En bas, un public nombreux est venu pour regarder les bouviers, mais aussi pour se détendre en dansant sur la musique de Gilles et de Danyèle. Philippe n’hésite pas à chanter en français et en alsacien – et même une chanson consacrée aux « Bovins d’abord. Tout le monde profite des stands proposés par les bénévoles de la commune où il y a de tout, du crémant d’Alsace aux hotdogs façon valtinoise. Beaucoup s’essaient à un concours de coupe de petites billes à la scie passe-partout. À la fin de la journée, il y effectivement un amas impressionnant de disques en bois, mais il règne une certaine discrétion sur les gagnants, ce qui nous amène à conclure que tout le monde était un champion.

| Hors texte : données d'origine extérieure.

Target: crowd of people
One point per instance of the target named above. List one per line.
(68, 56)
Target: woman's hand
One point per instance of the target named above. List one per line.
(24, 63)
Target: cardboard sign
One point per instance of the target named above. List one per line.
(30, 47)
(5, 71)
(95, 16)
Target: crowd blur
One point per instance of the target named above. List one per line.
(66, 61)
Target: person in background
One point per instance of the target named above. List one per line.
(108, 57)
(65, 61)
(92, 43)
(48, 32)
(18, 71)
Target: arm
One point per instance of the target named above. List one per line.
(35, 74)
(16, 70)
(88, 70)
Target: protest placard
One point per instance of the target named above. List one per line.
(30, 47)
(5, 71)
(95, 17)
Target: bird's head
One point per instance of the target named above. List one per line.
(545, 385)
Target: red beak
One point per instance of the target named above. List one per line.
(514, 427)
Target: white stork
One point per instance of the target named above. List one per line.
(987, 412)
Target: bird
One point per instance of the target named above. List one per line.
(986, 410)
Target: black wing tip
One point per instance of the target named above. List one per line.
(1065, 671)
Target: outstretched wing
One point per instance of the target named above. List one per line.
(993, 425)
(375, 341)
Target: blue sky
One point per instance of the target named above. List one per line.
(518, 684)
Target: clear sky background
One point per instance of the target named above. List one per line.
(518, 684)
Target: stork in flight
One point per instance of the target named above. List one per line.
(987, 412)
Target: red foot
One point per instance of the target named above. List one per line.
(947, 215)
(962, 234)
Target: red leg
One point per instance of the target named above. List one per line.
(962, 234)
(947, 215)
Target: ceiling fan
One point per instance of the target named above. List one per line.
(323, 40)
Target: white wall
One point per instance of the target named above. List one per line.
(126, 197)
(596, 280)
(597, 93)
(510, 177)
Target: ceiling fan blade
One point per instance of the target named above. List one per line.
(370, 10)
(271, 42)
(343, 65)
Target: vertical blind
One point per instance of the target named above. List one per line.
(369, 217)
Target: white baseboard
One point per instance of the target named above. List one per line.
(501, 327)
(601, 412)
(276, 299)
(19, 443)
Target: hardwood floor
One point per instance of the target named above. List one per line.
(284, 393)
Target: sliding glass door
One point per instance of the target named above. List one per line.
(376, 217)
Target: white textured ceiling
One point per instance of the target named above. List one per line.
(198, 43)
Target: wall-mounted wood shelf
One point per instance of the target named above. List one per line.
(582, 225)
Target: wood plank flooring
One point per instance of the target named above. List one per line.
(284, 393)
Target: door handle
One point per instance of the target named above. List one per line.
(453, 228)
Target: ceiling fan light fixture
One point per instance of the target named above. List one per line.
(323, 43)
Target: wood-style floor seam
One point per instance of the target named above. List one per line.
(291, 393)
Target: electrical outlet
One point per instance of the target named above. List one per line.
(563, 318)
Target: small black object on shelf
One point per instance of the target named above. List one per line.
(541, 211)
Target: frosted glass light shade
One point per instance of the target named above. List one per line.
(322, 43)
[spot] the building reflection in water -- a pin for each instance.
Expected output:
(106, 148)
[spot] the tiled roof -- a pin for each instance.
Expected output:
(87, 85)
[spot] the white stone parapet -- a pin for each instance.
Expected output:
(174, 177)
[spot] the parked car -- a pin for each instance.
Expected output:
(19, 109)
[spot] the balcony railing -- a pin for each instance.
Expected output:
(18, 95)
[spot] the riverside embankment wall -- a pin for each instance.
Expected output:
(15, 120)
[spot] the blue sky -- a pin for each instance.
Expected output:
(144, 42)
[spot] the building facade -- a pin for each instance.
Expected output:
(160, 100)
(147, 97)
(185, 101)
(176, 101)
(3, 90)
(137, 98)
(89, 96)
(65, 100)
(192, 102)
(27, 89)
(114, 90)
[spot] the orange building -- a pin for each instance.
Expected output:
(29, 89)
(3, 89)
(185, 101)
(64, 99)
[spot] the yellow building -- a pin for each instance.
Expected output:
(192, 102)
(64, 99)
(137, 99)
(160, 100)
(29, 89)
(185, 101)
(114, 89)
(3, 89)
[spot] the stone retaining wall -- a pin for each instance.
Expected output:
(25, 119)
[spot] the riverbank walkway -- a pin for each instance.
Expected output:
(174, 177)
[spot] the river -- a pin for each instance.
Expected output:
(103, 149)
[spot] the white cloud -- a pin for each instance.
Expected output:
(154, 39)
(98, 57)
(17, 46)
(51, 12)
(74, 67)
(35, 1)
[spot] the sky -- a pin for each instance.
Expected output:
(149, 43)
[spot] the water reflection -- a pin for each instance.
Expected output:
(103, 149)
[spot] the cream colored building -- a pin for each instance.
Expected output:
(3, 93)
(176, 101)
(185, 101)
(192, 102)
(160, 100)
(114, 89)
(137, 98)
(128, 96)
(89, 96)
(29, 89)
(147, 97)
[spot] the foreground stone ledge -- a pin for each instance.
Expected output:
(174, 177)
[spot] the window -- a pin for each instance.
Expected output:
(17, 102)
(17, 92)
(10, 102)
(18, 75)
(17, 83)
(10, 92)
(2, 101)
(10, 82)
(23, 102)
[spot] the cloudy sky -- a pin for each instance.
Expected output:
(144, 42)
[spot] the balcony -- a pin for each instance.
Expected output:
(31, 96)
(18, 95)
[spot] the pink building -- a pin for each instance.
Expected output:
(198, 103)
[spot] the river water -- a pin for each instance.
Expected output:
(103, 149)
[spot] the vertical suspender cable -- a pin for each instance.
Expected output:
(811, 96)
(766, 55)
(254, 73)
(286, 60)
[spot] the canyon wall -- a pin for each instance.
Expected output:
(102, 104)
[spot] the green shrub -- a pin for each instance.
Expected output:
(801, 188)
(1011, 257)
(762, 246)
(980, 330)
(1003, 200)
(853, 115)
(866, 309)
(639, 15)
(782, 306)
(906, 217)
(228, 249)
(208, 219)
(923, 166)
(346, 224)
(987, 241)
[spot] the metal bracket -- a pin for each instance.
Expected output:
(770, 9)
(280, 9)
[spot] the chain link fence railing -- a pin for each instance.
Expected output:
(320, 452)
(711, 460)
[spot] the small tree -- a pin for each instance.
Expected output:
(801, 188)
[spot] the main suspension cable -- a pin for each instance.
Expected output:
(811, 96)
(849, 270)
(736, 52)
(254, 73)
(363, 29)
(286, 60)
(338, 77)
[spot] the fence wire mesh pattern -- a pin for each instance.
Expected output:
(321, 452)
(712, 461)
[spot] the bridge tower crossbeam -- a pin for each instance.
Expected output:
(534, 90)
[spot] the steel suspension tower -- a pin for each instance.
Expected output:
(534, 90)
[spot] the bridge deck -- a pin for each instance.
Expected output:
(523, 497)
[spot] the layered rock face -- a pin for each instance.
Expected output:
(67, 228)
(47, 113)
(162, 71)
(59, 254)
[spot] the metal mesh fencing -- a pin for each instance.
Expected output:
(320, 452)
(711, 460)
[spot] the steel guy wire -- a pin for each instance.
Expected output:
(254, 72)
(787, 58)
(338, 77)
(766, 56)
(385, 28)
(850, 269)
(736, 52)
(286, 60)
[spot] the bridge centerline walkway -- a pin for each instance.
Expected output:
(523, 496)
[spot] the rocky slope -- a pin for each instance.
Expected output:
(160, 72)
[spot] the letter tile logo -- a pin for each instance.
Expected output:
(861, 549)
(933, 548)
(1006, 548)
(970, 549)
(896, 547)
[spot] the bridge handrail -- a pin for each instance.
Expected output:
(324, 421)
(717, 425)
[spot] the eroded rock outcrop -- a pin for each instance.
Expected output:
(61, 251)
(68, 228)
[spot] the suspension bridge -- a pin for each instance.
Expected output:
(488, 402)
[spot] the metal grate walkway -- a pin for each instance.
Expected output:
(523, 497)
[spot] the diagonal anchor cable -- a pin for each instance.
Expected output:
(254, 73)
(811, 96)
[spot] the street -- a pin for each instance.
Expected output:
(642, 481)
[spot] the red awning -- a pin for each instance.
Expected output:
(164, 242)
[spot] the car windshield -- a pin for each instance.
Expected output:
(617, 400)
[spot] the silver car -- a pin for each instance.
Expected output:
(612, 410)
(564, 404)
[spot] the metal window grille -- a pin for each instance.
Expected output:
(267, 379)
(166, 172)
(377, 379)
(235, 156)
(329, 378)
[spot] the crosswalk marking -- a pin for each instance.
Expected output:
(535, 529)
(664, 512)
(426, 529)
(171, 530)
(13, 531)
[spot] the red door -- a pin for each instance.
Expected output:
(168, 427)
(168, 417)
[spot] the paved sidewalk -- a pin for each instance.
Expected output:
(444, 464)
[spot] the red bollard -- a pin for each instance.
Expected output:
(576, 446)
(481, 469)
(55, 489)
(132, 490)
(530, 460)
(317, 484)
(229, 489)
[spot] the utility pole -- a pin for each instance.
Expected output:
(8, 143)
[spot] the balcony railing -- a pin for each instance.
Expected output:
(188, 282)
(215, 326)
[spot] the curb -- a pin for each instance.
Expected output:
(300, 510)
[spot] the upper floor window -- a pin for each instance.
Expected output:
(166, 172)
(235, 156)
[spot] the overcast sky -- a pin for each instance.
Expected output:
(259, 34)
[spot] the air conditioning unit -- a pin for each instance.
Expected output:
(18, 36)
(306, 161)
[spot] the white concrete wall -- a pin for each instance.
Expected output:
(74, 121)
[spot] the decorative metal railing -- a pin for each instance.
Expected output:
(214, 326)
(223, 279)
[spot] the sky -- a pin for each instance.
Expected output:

Le groupe de jeunes bouviers vendéens prouve qu’ils aiment chanter, mais ils prennent également le micro pour rendre compte de leur stage chez Michel Nioulou, pilote du blog « Attelages Bovins Aujourd’hui » et jougtier expérimenté. Très naturellement, le ludique se marie avec le pédagogique. Il y a des activités comme la démonstration de fauchage et d’andainage traditionnels sur la pente – une association de travaux intimement liés avec la traction bovine. Christine Arbeit, pilote du groupe Facebook des bouviers, informe régulièrement tout le réseau français des faucheurs sur les événements associés à l’attelage de bœufs, pour encourager tout le réseau de métiers essentiel à l’utilisation de la traction animale.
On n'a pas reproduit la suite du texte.